Three-Byte Entry Code

MSb

1XXXXXXX

LSb

MSb

1XXXXXXX

LSb

MSb

0XXXXXXX

LSb

Four-Byte Entry Code

MSb

1XXXXXXX

LSb

MSb

1XXXXXXX

LSb

MSb

1XXXXXXX

LSb

MSb

0XXXXXXX

LSb

Once the number of bytes in the entry code has been determined, the individual bytes are combined in little-endian byte order to construct the final entry code field value.

Resulting Entry Code Field Value

Byte 3 (MSB)

Byte 2

Byte 1

Byte 0 (LSB)

32-Bit Result (Hex)

N/A

N/A

N/A

0XXXXXXX

000000XX

N/A

N/A

0XXXXXXX

1XXXXXXX

0000XXXX

N/A

0XXXXXXX

1XXXXXXX

1XXXXXXX

00XXXXXX

0XXXXXXX

1XXXXXXX

1XXXXXXX

1XXXXXXX

XXXXXXXX

Entry Size

The second field of a file entry is the entry size, which indicates the number of bytes present in the following entry content field. The entry size field is either one, two, four, or eight bytes in length, depending on the values of bits 5 and 6 in the preceding entry code field.

Entry Code Byte 0 (LSB)

Length of Entry Size Field

MSb

X00XXXXX

LSb

1 Byte

MSb

X01XXXXX

LSb

2 Bytes

MSb

X10XXXXX

LSb

4 Bytes

MSb

X11XXXXX

LSb

8 Bytes

Entry Content

The third (and final) field of a file entry is the entry content, which is the actual data associated with the file entry. The number of bytes present in the entry content field is equal to the value of the preceding entry size field, and the type of data contained in the content field is indicated by the value of the preceding entry code field. The following table lists the types of file entries that are currently defined.

Entry Code

Entry Content

MSb

0XX00000

LSb

File Format ID

MSb

0XX00001

LSb

Source Application ID

MSb

0XX10000

LSb

Message Content

MSb

0XX10001

LSb

Message Content with 1-Byte Stream ID

MSb

0XX10010

LSb

Message Content with 2-Byte Stream ID

MSb

0XX10011

LSb

Message Content with 4-Byte Stream ID

All other entry codes are reserved for future use.

File Format ID

The content field for a File Format ID entry contains a null-terminated string that specifies the file format used in the data file being read. Files that conform to the Binary Message Stream Recording Format described in this document shall specify a File Format ID string that begins with the characters CCBMSRF. Other characters may follow these leading characters. In the future, a suffix (e.g. r1.2) may be added to indicate a specific revision of the file format.

The first entry in a CCBMSRF data file must always be a File Format ID entry. This allows data processing applications to quickly determine if a specified data file is encoded in a supported format.

Source Application ID

The content field for a Source Application ID entry contains a null-terminated string that specifies the application that was used to generate the data file being read. This string is typically used by data processing applications to look up the message stream identifiers and message formats associated with the data in the file.

A source application string is typically of the form /company/division/group/application[revision] in order to reduce name collisions.

Message Content

The content field for a Message Content entry contains an “opaque” block of raw data. This is usually the content of a single message, but could, in theory, be any type of data. Since there is no stream identifier specified for the message, this type of file entry is typically used in data files where only one message stream is recorded.

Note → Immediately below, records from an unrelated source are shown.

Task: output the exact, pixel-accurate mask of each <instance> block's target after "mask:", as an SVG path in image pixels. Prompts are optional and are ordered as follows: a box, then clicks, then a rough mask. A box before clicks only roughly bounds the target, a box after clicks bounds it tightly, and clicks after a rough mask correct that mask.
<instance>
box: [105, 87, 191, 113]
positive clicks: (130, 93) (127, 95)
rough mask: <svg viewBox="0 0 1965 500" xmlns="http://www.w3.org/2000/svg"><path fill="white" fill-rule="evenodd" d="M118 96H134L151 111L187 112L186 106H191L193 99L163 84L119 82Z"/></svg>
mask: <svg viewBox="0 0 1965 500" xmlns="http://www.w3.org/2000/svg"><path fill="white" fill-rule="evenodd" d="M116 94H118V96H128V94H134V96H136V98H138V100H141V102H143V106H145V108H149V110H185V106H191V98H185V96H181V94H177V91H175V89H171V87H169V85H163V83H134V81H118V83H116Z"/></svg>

Message Content with Stream ID

The content field for a Message Content with Stream ID entry contains two subfields: a stream identifier field followed by a message content field.

Message Content w/ Stream ID Subfield

Stream ID

Message Content

The size of the stream identifier subfield is determined by bits 0 and 1 of the entry code field:

Entry Code

Size of Stream ID Subfield

MSb

0XX10001

LSb

1-Byte

MSb

0XX10010

LSb

2-Bytes

MSb

0XX10011

LSb

4-Bytes

The message content subfield is an “opaque” raw data block. It is usually the content of a single message, but could, in theory, be any type of data. The preceding stream identifier subfield indicates which data stream the message is associated with. A data processing application typically uses the stream identifier in conjunction with the Source Application ID string to uniquely identify the source and format for the associated message data. The size of the message content subfield is the value of the entry size field minus the size of the stream identifier subfield.